Being chatted up by jackals about virtual merchandise—now, that was certainly new. More than the bend-skin, or the moto-taxis with three passengers each that had passed us along the route. If only Mama could have seen it all! In front of Shop 64, where she had spent the rest of her life, I felt that the city center was a living festival of the 1980s. The shop system too had not changed, and new ones had not been added to the old. It all composed a bouquet of colors and people that rose to the sky in a mixture of noise, dust, and debris. All the languages that were spoken around us reminded me of the Law of the City: in Yaoundé, if you understand half the things people say, you are lucky. The cars honking to pass through the disappeared Kennedy Avenue were still mostly the beaten and rusty Toyotas of before. People now called the road Bandits Avenue because you were sure to have something snatched from you while walking through the throng. Cellphones were the preferred prey around, as Gisèle reminded me, "Chep yu telephone mebwo." Hold on to your phone.

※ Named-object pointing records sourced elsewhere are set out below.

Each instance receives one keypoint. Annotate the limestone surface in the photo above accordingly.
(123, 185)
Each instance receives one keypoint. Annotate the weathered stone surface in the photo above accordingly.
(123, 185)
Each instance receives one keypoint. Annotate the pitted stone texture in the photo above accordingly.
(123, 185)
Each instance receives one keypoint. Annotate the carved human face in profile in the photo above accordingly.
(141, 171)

She was holding her bag on her breast, with both hands crossed, as one would a baby. It was not long before we saw a mustachioed man in an azure suit walk pass us. I shook my head and smiled, for the day was quite sunny. I remembered how we used to welcome such figures, whom we deemed regime chic. "Hot! Hot! Hot-hot!" was the mocking chant. And as if to rhyme with the walking pastiche of the past that he was, in my mind I heard the children's parade song of before:
Paul Biya Paul Biya, Paul Biya Paul Biya
Our president, father of the nation
Paul Biya, always the hot guy!
Hot! Hot! Hot-hot!
A country at a standstill; the drama of tall people who do not stand tall, of intelligent people who have stopped thinking. My sister could not get the joke of it all, so I did not insist. Photos of the youthful Paul Biya were on display everywhere on the street for sale, next to Pope John Paul II's, unchanged like a North Korean–style Photoshop. The one that was hung on living room walls after the 1984 coup attempt and never taken down. Like Archangelo de Moneko's marching band sound that marked our midday. The usual music vendor was also filling the air with songs from the past, Joe Dassin, Nana Mouskouri. Kenny G's "Songbird," then Julio Iglesias's "Une nuit de carnaval." Don Williams's "Listen to the Radio." Kenny Rogers's "The Gambler." The best of country music we call western.

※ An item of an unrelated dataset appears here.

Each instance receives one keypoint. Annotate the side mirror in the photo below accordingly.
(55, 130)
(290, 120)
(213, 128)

"Ridiculous," I said, and now it was me sucking my teeth.
Hawkers were still selling Sony cassette tapes, no joke. And then suddenly this: we were walking back toward the Subaru car that I was using at home to go local, when a boy stopped before me.
"Grand," he said, "you don't want to weigh yourself?"
I hadn't heard well. My mind was full of all the 1980s playlist, the retro of it all, or a reflex had made me think it was one of the many Hausa child beggars who rendered circulation in the city impossible. I raised my face to ask him to please leave me alone; the churlish Cameroonian had crept back into me, the one who answers questions with questions and is perpetually on the verge of spitting an insult. One day in the country is usually enough for transplants like me to catch up on nasty.
Excerpted from Scale Boy by Patrice Nganang. Copyright © 2026 by Patrice Nganang. Excerpted by permission of Farrar, Straus & Giroux. All rights reserved. No part of this excerpt may be reproduced or reprinted without permission in writing from the publisher.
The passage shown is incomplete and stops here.